When Are Lie Detector and Honesty Tests Useful?
Other tests that can be useful to screen job applicants, but only in limited circumstances, are lie detector tests and honesty tests.
Lie Detector Tests
Lie detector tests should be reserved for instances when they are absolutely needed, such as for jobs where employees:
- have access to large amounts of money
- carry guns
Under the Employee Polygraph Protection Act (EPPA), and the law in many states, most private employers are prohibited from requiring, requesting, causing, or suggesting that job applicants (or employees) take polygraph tests as a condition of employment.
Further, employers may not retaliate against job applicants or employees based on the results of a polygraph test or because of a refusal to submit to such a test.
Since the EPPA became effective, polygraph testing of job applicants has been virtually eliminated by private employers.
So when are lie detector tests appropriate for job applicants? Lie detector/polygraph tests may be administered to:
- certain job applicants of security service firms
- certain employees of pharmaceutical manufacturers, distributors, and dispensers
The tests may also be randomly administered to federal, state, and local government job applicants and employees. Employees of national defense and security contractors of the federal government may be tested by the federal government but such tests cannot be administered by the contractor itself.

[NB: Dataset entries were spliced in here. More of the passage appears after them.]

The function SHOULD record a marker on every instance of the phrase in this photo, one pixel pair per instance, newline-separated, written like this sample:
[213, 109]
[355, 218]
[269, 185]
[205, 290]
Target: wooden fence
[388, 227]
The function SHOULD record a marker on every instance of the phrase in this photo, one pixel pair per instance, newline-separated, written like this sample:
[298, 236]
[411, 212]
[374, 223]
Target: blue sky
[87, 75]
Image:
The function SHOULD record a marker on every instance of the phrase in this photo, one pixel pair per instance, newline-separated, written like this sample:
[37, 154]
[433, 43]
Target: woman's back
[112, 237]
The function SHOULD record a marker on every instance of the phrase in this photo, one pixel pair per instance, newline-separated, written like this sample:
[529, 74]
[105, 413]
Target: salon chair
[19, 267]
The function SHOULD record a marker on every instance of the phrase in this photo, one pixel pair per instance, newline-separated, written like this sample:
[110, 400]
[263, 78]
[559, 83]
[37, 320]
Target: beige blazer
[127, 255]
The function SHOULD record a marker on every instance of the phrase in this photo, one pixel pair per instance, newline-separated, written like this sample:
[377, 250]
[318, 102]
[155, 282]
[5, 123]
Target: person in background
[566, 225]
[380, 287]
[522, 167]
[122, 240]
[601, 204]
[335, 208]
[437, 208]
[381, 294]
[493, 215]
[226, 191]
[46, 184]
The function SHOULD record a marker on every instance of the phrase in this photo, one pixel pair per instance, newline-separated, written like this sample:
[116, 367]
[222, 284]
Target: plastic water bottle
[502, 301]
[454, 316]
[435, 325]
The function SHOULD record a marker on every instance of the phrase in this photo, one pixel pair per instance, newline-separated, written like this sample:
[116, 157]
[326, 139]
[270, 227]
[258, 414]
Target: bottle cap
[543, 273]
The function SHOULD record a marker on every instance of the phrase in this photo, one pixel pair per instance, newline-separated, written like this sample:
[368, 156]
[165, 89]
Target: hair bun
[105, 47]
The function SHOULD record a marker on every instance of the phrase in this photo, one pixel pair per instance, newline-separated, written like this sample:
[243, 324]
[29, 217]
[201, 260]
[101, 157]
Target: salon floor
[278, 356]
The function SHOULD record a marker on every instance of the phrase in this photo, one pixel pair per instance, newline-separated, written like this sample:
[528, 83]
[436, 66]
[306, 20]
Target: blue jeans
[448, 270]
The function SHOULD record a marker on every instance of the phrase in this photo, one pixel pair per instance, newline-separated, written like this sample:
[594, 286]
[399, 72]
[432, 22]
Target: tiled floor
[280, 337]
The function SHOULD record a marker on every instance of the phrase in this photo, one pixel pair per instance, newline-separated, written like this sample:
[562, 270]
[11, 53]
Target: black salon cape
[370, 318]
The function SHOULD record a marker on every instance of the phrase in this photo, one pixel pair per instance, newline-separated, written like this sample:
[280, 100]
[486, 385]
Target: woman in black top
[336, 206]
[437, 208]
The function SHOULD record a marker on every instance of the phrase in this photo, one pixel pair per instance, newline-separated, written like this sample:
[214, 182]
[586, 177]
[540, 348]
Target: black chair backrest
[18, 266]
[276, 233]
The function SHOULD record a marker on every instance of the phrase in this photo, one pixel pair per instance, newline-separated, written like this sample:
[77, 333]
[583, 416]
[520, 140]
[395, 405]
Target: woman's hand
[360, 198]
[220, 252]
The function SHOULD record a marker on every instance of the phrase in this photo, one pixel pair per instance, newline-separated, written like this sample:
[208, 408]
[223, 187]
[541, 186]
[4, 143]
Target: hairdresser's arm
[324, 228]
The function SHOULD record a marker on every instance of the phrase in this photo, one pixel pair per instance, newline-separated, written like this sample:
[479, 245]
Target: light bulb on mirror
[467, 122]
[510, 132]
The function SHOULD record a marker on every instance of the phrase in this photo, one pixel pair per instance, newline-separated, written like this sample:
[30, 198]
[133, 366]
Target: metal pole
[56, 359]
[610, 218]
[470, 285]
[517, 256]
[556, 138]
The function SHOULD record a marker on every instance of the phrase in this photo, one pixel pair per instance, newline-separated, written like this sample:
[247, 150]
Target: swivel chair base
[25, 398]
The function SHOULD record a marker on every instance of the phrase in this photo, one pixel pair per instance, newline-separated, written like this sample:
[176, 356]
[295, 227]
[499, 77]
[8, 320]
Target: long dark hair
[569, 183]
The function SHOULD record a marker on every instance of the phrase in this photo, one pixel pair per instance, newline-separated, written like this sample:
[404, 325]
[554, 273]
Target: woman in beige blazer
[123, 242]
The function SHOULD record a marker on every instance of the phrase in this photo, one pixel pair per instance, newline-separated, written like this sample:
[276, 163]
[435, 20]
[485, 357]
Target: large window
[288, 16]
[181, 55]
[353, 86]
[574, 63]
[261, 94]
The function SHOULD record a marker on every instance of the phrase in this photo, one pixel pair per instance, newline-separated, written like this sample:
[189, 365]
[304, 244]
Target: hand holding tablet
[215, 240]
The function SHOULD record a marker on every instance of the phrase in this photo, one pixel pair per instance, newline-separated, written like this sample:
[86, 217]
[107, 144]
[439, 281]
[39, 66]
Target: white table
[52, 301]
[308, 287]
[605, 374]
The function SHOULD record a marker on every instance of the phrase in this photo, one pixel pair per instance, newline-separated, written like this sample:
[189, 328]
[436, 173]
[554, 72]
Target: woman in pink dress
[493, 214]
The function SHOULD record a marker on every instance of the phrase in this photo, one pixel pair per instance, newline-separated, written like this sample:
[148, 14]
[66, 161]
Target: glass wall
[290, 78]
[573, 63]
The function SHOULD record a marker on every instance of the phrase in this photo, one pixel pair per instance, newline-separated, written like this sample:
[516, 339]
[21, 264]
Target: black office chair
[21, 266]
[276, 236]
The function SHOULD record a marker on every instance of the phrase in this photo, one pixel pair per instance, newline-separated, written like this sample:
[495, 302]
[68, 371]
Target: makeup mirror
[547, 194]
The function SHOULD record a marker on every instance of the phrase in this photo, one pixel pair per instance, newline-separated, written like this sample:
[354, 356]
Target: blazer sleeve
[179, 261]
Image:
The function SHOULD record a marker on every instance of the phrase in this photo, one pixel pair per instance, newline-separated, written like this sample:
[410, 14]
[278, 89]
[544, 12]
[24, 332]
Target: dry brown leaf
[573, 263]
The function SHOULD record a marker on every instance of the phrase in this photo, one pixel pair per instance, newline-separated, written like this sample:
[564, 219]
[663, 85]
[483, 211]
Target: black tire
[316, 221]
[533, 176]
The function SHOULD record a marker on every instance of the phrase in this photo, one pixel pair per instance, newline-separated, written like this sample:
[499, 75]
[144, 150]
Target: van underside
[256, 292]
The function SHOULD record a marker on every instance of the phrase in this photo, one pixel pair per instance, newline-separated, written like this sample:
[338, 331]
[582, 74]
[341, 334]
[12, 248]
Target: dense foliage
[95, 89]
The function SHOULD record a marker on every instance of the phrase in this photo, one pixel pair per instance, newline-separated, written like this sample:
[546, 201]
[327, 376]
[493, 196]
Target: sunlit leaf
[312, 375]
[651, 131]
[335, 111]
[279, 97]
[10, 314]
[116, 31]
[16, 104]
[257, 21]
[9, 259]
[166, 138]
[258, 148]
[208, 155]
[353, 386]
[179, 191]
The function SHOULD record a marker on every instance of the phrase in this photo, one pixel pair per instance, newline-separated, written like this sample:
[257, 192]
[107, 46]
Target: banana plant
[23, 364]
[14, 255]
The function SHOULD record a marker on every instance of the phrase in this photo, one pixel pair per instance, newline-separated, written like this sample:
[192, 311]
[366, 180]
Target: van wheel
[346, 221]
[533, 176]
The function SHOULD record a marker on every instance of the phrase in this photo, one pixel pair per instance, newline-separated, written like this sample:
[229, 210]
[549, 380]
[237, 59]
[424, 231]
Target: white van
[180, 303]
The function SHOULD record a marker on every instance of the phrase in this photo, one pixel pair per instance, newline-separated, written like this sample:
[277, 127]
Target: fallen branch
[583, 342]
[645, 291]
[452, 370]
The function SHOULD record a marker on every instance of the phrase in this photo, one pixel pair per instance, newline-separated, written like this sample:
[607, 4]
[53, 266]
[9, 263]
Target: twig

State lie detector testing laws. Some states place additional restrictions on how lie detector tests can be administered and what can be asked. Consult our state map to learn about additional requirements for employers in those states.
If it is determined, with the aid of legal counsel, that your company has the right and the need to test, certain notices must be provided and procedures followed to ensure that the testing complies with all relevant state and federal laws.
Even if the law prevents you from suggesting a test, a job applicant may voluntarily ask to take the test. If you wish to grant the request, all relevant procedures must be followed to ensure that an applicant is not subjected to an illegal polygraph examination.